Instinto Selvagem

Todo ser humano tem interesse em sexo. Poucos filmes exerceram um fascínio sexual diante do realismo da esfera do erotização. A sexualidade perversa exibida no âmbito cinematográfico, além de instigar, provoca reações emotivas e promove a curiosidade geral. Filmes carregados de sexualidade atuam como senso polêmico, exerce o interesse coletivo.

O soft-porn Instinto Selvagem quebrou tabus, é um exemplo perfeito de filme orgasmático, com conteúdo libidinoso que mescla conceitos narrativos de suspense e intrigas dramáticas. A trama dirigida com sensualidade por Paul Verhoeven, sob o roteiro de Joe Eszterhas, percorre a veia do erotismo, mas é o tom misterioso que concebe a tensão sexual que a premissa transpira. O filme ainda se mantém extremo provocativo, ousado. É compreensível o porquê de ter marcado uma época. Logo na cena inicial, a película demonstra sua malícia ao mostrar um ato sexual escancarado para depois chocar num crime sanguinário, é então que a trama forma seu foco.

Durante a investigação de assassinato de um astro de rock, o detetive de polícia de São Francisco encarregado do caso, Nick Curran (Michael Douglas), encarrega-se de desvendar o mistério criminal. Ao investigar, a fim de obter informações mais apuradas sobre o caso, ele chega a principal suspeita: Catherine Tramell (Sharon Stone), uma psicóloga bissexual e também escritora de livros que manteve um caso com o cantor morto. Além de ser amante do rockeiro, coincidentemente o crime é idêntico ao que ela descreve em um de seus livros. Não é preciso muito para deduzir a trama estabelecida. Nick é seduzido pelo jeito insinuante, fatal e sensual que Catherine exibe. Ao passo que avança em suas investigações, ele se envolve num jogo de manipulação e desejos que não consegue conter. É o estopim de uma trama que abarca a sexualidade explícita, num jogo sádico psicológico.
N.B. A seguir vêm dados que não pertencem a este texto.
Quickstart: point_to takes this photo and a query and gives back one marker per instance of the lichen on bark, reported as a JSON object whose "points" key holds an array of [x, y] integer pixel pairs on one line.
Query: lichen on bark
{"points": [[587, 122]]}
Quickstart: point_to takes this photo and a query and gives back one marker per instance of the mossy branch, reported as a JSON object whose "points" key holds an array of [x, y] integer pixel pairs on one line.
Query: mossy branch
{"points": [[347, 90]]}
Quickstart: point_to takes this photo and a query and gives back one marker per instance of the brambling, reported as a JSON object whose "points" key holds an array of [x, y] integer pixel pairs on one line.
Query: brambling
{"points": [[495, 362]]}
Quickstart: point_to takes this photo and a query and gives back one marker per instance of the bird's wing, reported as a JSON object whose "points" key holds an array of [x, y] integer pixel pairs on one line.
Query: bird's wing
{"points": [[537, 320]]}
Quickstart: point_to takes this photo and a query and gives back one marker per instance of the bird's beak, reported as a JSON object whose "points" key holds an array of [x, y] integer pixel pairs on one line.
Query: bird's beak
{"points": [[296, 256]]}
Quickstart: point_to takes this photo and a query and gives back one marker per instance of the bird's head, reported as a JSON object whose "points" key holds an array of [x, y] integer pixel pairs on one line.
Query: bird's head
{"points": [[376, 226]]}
A sexualidade é o motor que impulsiona todo o sentido argumentativo do filme. O roteiro centraliza o mistério criminal, onde há um suspense crescente com pequenas reviravoltas. Mas, o erotismo caracteriza todos os personagens, condicionados à libido e aos anseios carnais pelo desejo. O aspecto lascivo de Catherine é o frisson sensual que o filme evidencia — é a típica fêmea que atrai todos os olhares, sendo de homens ou mulheres. A personagem impõe a sua sexualidade que ferve em diálogos provocativos; pelo comportamento sedutor ao flertar com os policiais que inflamam ainda mais sua dúbia personalidade. Tão sedutora, passa a ser parte fundamental ao desenvolver do mistério. Será que ela esconde segredos obscuros? Quão pecaminosa pode ser? O que ela não oculta é seu poder de manipular e seduzir os homens ao redor — evidente, inclusive, na famosa sequência em que ela depõe aos policiais, descruza as pernas e revela estar sem calcinha, num poder visceral de sedução através de sua beleza e charme sexual. A personagem brinca, abusa e flerta libidinosa para se esquivar do interrogatório. A cena tornou-se icônica, sendo o ápice do erotismo elegante expresso no cinema.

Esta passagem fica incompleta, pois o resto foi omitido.